When I know a person has a strong interest in employee engagement, I like to recommend Peter Block’s Community. If they are interested only on a superficial level, they will let me know by saying, “Well, that book is really about life outside the workplace and really is not relevant to business organizations.” Sometimes, it is best not to offer a path that leads someplace one does not really want to go.
Peter Block offers his readers a new way of thinking about community that is relevant to every aspect of life. He talks about the weaving of social fabric that brings us together, physically but also communally in a more purposeful sense.
What makes community building so complex is that it occurs in an infinite number of small steps, sometimes in quiet moments that we notice out of the corner of our eye. It calls for us to treat as important many things that we thought were incidental. An after-thought becomes the point; a comment made in passing defines who we are more than all that came before.

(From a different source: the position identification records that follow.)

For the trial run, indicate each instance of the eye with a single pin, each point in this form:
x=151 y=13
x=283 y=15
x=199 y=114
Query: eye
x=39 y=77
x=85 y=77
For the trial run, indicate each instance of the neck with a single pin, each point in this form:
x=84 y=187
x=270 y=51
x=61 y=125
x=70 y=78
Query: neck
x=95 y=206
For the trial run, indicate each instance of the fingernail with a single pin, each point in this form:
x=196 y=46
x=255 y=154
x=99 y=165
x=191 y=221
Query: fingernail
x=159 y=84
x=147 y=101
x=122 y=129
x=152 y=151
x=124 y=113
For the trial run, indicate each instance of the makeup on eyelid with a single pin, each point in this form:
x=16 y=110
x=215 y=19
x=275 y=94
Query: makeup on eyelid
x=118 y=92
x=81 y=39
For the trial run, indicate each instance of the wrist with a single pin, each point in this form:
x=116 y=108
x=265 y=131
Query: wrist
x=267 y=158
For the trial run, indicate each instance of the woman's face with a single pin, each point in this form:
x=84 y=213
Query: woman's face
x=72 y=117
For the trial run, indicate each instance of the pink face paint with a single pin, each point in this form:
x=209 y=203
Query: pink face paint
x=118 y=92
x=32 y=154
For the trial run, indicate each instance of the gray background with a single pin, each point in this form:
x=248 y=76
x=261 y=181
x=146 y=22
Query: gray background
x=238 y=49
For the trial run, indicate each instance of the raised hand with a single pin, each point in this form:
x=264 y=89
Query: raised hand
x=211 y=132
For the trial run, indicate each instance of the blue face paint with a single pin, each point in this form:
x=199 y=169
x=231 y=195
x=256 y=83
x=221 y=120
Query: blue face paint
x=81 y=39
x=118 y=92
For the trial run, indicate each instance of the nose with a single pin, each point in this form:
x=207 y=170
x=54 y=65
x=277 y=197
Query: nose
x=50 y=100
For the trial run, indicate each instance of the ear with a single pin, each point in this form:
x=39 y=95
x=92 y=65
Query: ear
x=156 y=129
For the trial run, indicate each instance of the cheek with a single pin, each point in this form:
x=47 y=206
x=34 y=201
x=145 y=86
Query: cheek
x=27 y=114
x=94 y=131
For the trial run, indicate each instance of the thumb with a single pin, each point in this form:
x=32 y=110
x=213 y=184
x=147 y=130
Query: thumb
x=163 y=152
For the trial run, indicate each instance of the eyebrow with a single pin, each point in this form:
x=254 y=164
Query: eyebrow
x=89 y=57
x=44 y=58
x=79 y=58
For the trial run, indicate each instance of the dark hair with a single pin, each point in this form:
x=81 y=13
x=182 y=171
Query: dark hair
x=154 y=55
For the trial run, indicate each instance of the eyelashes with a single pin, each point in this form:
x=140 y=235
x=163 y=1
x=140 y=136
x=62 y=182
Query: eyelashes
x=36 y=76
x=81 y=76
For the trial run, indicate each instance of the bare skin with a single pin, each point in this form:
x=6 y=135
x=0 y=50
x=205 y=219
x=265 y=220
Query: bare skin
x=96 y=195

-Peter Block, Community, 2008, p.9 pb
The metaphor of weaving is apt. The movement is rhythmic, small, intricate and extended over a long period of time. We learn to not be a slave to detail, but to allow detail to move us into the present via our senses. An athlete knows what it is to focus on the threads of a ball to respond from a sensory, kinesthetic mode. The artist knows what it is to focus on color, value, form, or line, instead of the whole. In the workplace, we can see gesture, hear tone of voice, feel energy and we can pay attention to the smallest exchange in odd moments, in order to move from our heads, where we value positions and guard our stakes, into our senses, where we gain awareness of our surroundings. We would do well to consider how the small exchange, over time, can weave a strong fabric of relationship, if we practice moving into the present via our sensory world. Sometimes we must lose our head to find our senses.